Das Limfjordmuseum ist im alten Haus des Kanalvogts von 1863 untergebracht. Es berichtet unter anderem über die Geschichte des Kanals berichtet. Das Museum bietet außerdem Bootstouren auf dem Kanal an.
Das Museum liegt direkt am Frederik VII‘s Kanal. Eine Ausstellung zur Seefahrt – Fähr- und Schifffahrtsrouten sowie Navigation auf dem Limfjord, außerdem die Geschichte des Kanalbaus – findet man im ehemaligen Haus des Kanalvogts.

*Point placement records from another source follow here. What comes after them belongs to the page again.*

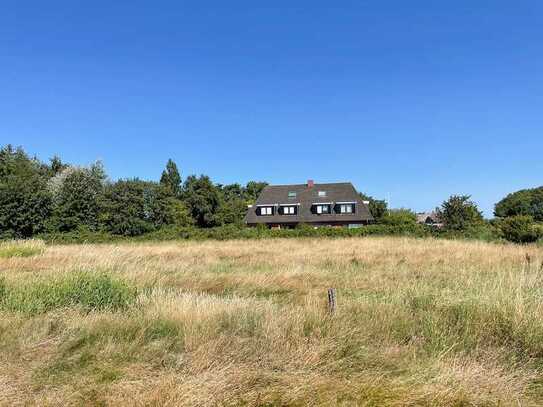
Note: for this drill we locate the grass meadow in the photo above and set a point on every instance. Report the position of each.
(419, 322)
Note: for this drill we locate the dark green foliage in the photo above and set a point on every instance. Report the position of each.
(253, 189)
(89, 291)
(171, 179)
(77, 193)
(25, 203)
(527, 202)
(399, 217)
(378, 208)
(165, 209)
(125, 207)
(520, 229)
(459, 213)
(203, 200)
(56, 165)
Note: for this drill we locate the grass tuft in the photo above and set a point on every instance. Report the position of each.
(85, 290)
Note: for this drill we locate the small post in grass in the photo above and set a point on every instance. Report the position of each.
(332, 300)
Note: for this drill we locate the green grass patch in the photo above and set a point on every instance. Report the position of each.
(85, 290)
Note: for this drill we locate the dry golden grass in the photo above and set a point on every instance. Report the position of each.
(420, 322)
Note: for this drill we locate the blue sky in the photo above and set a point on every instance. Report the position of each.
(412, 101)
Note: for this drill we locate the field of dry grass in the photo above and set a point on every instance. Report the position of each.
(419, 322)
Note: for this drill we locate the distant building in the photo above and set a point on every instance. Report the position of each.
(335, 204)
(430, 219)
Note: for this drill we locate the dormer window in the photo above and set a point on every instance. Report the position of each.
(345, 207)
(289, 210)
(266, 210)
(322, 208)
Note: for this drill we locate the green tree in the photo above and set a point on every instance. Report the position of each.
(203, 200)
(527, 202)
(233, 206)
(77, 193)
(520, 229)
(378, 207)
(125, 207)
(25, 203)
(165, 209)
(171, 178)
(253, 190)
(56, 165)
(459, 213)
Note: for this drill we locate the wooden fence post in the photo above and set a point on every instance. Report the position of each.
(332, 300)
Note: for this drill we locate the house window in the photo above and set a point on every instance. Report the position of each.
(289, 210)
(322, 209)
(346, 208)
(266, 210)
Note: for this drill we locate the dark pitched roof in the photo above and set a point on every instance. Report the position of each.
(306, 197)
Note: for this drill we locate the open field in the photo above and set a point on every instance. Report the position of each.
(419, 322)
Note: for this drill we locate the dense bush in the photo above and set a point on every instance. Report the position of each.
(459, 213)
(520, 229)
(527, 202)
(25, 202)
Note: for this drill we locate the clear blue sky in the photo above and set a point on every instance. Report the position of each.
(412, 101)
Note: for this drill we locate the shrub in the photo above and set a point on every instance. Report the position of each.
(520, 229)
(88, 291)
(21, 248)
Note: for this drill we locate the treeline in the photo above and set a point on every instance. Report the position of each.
(55, 197)
(64, 202)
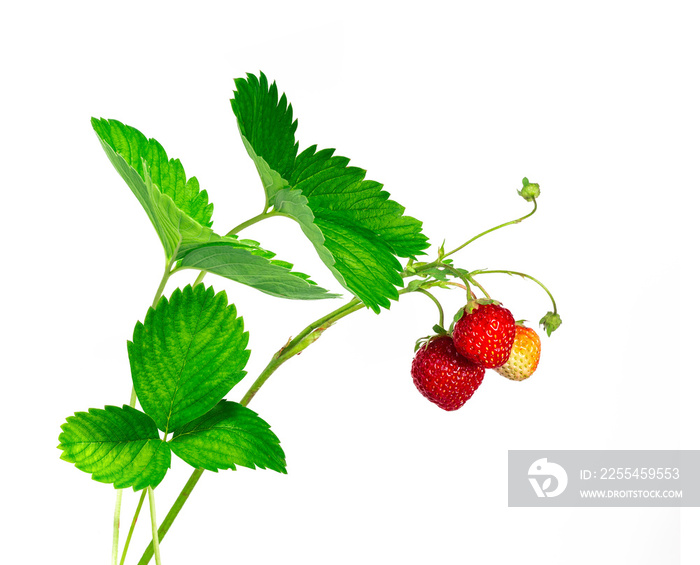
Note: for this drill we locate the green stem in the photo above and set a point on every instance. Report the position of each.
(115, 528)
(464, 279)
(524, 275)
(154, 525)
(305, 338)
(172, 514)
(476, 284)
(437, 303)
(251, 221)
(133, 525)
(132, 402)
(493, 229)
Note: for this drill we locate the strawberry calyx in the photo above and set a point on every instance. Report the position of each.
(439, 332)
(550, 322)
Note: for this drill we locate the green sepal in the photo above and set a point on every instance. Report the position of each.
(187, 355)
(550, 322)
(229, 435)
(530, 190)
(116, 445)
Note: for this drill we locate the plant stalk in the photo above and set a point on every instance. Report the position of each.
(132, 402)
(441, 323)
(251, 221)
(154, 525)
(115, 527)
(172, 514)
(305, 338)
(133, 525)
(524, 275)
(534, 209)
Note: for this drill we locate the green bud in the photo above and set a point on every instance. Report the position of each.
(530, 190)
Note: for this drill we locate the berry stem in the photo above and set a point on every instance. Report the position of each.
(441, 323)
(534, 209)
(524, 275)
(465, 279)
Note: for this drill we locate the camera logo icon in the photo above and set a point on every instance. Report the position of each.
(542, 472)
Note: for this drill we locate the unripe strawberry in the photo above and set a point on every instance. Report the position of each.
(485, 335)
(524, 357)
(443, 376)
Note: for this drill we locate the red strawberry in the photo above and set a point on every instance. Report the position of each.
(485, 336)
(443, 376)
(524, 357)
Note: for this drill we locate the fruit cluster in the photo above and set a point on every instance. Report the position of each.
(447, 369)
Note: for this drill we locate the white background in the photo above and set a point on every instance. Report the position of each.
(449, 104)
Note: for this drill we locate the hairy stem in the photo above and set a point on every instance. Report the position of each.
(133, 525)
(154, 525)
(251, 221)
(464, 278)
(441, 323)
(305, 338)
(524, 275)
(493, 229)
(115, 527)
(132, 402)
(172, 514)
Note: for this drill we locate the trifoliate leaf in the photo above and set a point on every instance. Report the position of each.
(226, 436)
(187, 355)
(182, 217)
(245, 262)
(117, 445)
(176, 207)
(357, 231)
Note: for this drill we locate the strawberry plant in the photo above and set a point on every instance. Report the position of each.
(190, 349)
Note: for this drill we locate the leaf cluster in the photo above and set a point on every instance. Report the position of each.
(189, 352)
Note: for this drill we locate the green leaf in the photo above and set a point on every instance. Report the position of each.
(356, 230)
(245, 262)
(182, 217)
(178, 210)
(229, 435)
(187, 355)
(117, 445)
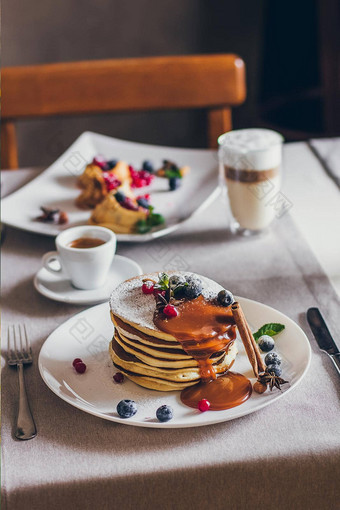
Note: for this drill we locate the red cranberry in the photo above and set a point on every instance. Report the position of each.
(146, 197)
(170, 311)
(63, 218)
(80, 367)
(128, 203)
(77, 360)
(148, 288)
(204, 405)
(100, 161)
(158, 291)
(111, 181)
(118, 377)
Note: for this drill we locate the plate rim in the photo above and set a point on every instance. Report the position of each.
(169, 425)
(120, 237)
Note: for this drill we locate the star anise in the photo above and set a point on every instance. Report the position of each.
(269, 378)
(48, 215)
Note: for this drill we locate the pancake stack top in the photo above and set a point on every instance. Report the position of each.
(170, 353)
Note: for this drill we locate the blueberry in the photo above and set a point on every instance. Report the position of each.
(119, 196)
(111, 163)
(126, 408)
(148, 166)
(276, 369)
(272, 359)
(225, 297)
(194, 287)
(174, 183)
(143, 203)
(266, 343)
(176, 279)
(164, 413)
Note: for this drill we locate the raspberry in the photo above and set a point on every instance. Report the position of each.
(170, 311)
(148, 288)
(111, 181)
(63, 218)
(129, 204)
(80, 367)
(158, 291)
(77, 360)
(203, 405)
(140, 179)
(118, 377)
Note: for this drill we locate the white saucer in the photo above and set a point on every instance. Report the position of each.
(60, 289)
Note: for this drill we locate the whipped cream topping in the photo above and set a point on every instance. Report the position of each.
(251, 149)
(129, 303)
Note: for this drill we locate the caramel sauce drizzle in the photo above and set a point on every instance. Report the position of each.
(204, 328)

In der im Jahre 2008 hinzugekommenen Ausstellungshalle auf der gegenüberliegenden Seite des Kanals gibt es vor allem Ausstellungsstücke zum Thema Fischfang zu sehen – es sind verschiedene Boote ausgestellt und eine kleine Fischerhütte. Außerdem gibt es kleine Aquarien, ein Streichelbecken und eine Ausstellung, die über das Leben am Limfjord heute informiert.
LIVØ – NATURIDYLL MIT GESCHICHTE
Wer echte Ruhe sucht, sollte sich die Insel Livø nicht entgehen lassen. Ab Rønbjerg erreicht man die autofreie Insel in einer halben Stunden und vielleicht hat man Glück und sieht schon auf der Überfahrt ein paar Seehunde.
Die Insel ist nicht sehr groß und kann gut an einem Tag um- bzw. erwandert werden. Ökologische Landwirtschaft, Heide und Wälder prägen die Landschaft der Insel, auf der Robben und Damwild zuhause sind.
Beim einzigen Inselkaufmann kann man sich nach einem Wandertag stärken.
Sehr interessant ist die besondere Geschichte der Insel, auf die auf einigen Schildern aufmerksam gemacht wird. Auch die alten Gebäude der ehemaligen Kellerschen Anstalt erinnern noch an diese Zeit. Jussi Adler-Olsen Fans werden ihre wahre Freude haben.